AUSTERITY

Marion Bell's first book, AUSTERITY, is poetry written through and against neoliberal demands, "committed to what can only be approached by trust which is impossible to imagine after the things we've lived thru." In conversation with friends, activists and philosophers, these poems explore love, intimacy, queer liberation, and time.
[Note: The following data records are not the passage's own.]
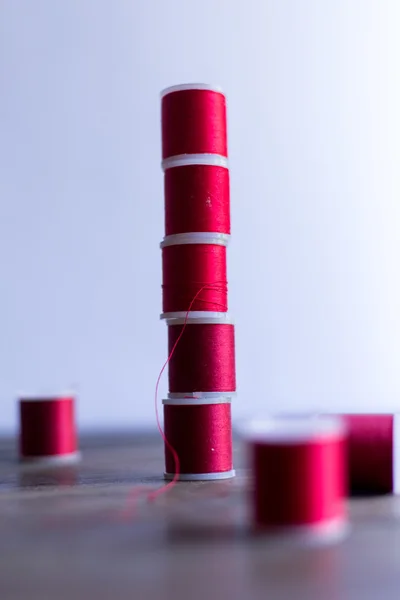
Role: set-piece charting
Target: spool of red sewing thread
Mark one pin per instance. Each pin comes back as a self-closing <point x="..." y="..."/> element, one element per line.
<point x="203" y="359"/>
<point x="373" y="453"/>
<point x="200" y="432"/>
<point x="299" y="469"/>
<point x="47" y="430"/>
<point x="197" y="199"/>
<point x="193" y="121"/>
<point x="196" y="263"/>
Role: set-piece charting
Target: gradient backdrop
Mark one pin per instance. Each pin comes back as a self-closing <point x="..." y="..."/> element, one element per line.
<point x="314" y="128"/>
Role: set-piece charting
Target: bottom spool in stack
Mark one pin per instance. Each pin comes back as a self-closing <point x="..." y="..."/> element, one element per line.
<point x="48" y="430"/>
<point x="299" y="469"/>
<point x="201" y="434"/>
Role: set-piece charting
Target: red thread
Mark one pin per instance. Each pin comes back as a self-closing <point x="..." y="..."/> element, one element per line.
<point x="370" y="453"/>
<point x="204" y="360"/>
<point x="47" y="427"/>
<point x="153" y="495"/>
<point x="197" y="199"/>
<point x="189" y="267"/>
<point x="299" y="483"/>
<point x="201" y="436"/>
<point x="193" y="122"/>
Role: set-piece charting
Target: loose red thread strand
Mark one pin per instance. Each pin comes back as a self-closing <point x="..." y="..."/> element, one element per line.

What takes shape is a music "that happens also / while looking for work / so you can keep living / to undo / what work does."

AUSTERITY

look i get radicalized by love

like any normal

American



i wouldn’t turn you into a wife

i’m a person you know

and the conditions are weird

the naiveté

even of my knowing

i wouldn’t turn you into anything



i get radicalized by love

and by austerity

and by work

by austerity and by work



it’s easy to get radicalized just by paying attention to experience

i would write to you

in the naiveté of my knowing

DREAM - December 1st, 2014

I’ve made a movie or I’m doing a performance – I’m in a restaurant – I’m doing a performance about my love – my unrequited love for the woman who works in the restaurant – we have had a love affair that has not been fulfilled – the woman is watching and an audience is also watching – the performance is very moving – it is a success - I leave the restaurant and I am paying the woman I have loved but not well – I am paying her for a meal – our love has not been a success but the performance has been – there is an overwhelming feeling of recognition between us – she gives my money back to me after I pay – she pushes it back to me + I say no no and I give it back to her

MOST OF THE TIME / REALISM

I’m sitting on the couch while cooking
rice and beans
dreaming again           I guess
                of delivery from realism
the curse of doing the
stupidest jobs
in a soulful way
that’s a curse yes
when you said
my new poems were
quiet
I didn’t feel good about it
but I’m trying to draw a line
between email you and
the you that is my friend
the you of the poem
and the you that is
my friend
years ago
when we all became friends
while drinking too much
at poetry readings
it makes me feel better when
somebody on tumblr says nostalgia
might be queer hope
it makes me feel more hopeful about
my nostalgia
the curse of always
having the wrong job
of meeting you when
you were straight
bad timing
which is also a
way of being
hopeful
in another world
I said
I feel so
stupid
which was a way
of saying the world
had put me
in the position to
feel that way
you can make
a life
out of shitty jobs
that leave you weird
kinds of time
you can make a life
that way
too
maybe
I use Marxist
language
in team meetings
the use of the word
team at work still
captures
me emotionally
like a socialist dream in
a capitalist context
you’re still sleeping upstairs
from working the night shift
and I get mad at you
for missing me
for more
capitalist
bad timing
for more work
but maybe I can end this
by addressing
you sleeping
upstairs
who understands
the jokes
I rely on too much
the joke is that the other
world
can’t read us
it’s not funny at all
but you know what
I mean
most of the
time

from AUSTERITY II



the Philadelphia police department puts a flyer in our mailbox suggesting we find them
on various social media platforms



***



the tv anchors

make a point of telling us they feel the tear gas

“it stings, Rachel”












when something big is happening and you

can only be aware of tiny

things your body is doing

that my pants are too tight

and there’s a big pimple on my chin










how do you know each other?

the border cop asks










try to keep the space of

travel for a minute the aura of it

an inner life

like to aspire to what is already there

all my life

I’ve been dreaming of an inner life

in which I’m also standing on

the street










Again against my own perverse and obsessive loyalty

If I put too much pressure on myself to be liberated and

                             then I put too much pressure on myself to be disciplined

I wonder what disciplines my body waking up early to work

even though I’m sick


                            As if a person liberates their own body.